I often receive requests, mostly from Masters students, to proofread/edit their work. Usually such requests arrive one or two days before the student has to hand in the work. This is not a practical working timetable. I am extremely busy at the best of times, so extra work such as proofreading comes out of my sleeping time. This is not good! Reading a Masters thesis (properly!) is easily 12 hours of work, i.e. about two full working days. Are you paying for those hours?
To avoid pain all round I have a set of rules which you must follow if you want your work proofread:
You must attend, or have attended previously, my Scientific Writing class. This applies to students, postdocs and staff.
You must have already carefully read and corrected the text yourself and have it proofread (and corrected!) by your supervisor.
Try your colleagues first. I am a last resort.
Allow plenty of time. In the case of a Masters thesis, a month is ideal, three weeks is possible. Any shorter and I will just say no.
I may still say no.

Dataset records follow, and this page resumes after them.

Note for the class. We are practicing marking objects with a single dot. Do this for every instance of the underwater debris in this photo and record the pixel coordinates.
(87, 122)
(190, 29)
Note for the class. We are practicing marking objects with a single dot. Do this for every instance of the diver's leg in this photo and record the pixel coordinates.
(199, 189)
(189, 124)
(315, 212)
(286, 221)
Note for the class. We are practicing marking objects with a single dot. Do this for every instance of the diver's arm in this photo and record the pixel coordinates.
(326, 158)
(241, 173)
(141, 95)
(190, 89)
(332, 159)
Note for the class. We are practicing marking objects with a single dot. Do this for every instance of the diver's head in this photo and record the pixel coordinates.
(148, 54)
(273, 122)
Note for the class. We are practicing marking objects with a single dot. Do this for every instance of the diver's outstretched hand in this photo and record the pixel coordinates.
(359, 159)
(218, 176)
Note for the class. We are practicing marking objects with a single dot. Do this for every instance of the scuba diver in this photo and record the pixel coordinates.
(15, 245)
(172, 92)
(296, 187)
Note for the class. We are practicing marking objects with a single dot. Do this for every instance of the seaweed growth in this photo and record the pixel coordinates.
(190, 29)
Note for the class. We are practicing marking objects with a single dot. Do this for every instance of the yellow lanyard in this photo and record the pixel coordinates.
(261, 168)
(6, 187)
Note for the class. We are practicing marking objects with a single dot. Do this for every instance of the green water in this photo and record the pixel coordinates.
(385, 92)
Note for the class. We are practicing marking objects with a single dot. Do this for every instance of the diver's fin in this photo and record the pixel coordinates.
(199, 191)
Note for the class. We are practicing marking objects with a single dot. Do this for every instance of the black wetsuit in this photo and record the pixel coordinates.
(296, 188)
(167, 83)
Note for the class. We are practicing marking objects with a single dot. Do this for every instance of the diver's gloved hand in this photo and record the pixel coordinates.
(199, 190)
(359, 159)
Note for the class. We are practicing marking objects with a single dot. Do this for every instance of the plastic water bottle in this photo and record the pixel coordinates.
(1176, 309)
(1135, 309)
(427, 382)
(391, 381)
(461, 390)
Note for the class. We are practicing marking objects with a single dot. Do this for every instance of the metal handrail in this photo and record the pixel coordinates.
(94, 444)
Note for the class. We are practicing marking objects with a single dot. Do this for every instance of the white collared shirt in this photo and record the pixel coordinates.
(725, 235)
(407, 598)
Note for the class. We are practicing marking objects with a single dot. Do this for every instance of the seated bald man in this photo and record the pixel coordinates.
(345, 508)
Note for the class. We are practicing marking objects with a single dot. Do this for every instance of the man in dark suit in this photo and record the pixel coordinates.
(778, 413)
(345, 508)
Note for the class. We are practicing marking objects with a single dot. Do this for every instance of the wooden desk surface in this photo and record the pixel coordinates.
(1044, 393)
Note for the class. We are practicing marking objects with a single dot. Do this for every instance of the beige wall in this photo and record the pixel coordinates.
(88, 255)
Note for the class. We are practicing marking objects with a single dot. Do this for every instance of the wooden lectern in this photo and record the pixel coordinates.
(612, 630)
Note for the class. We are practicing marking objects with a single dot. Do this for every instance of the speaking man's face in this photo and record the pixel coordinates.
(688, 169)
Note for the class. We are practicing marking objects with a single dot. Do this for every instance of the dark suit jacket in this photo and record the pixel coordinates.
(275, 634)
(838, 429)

I may just be too busy.
Text given to me which is not checked for spelling errors, has unlabelled graphs, single-sentence paragraphs, equations with undefined symbols, undefined acronyms etc. will simply be returned. There is no excuse for such sloppiness!
Promise not to cry at the red ink. I will use red and it does look like blood.
I do not provide Vaseline although it has been suggested that I should.
If I agree to read your document, note the following:
It should be in 12-point serif font, double spaced, using most of the page (aim for 3cm margins). I need the space to mark changes.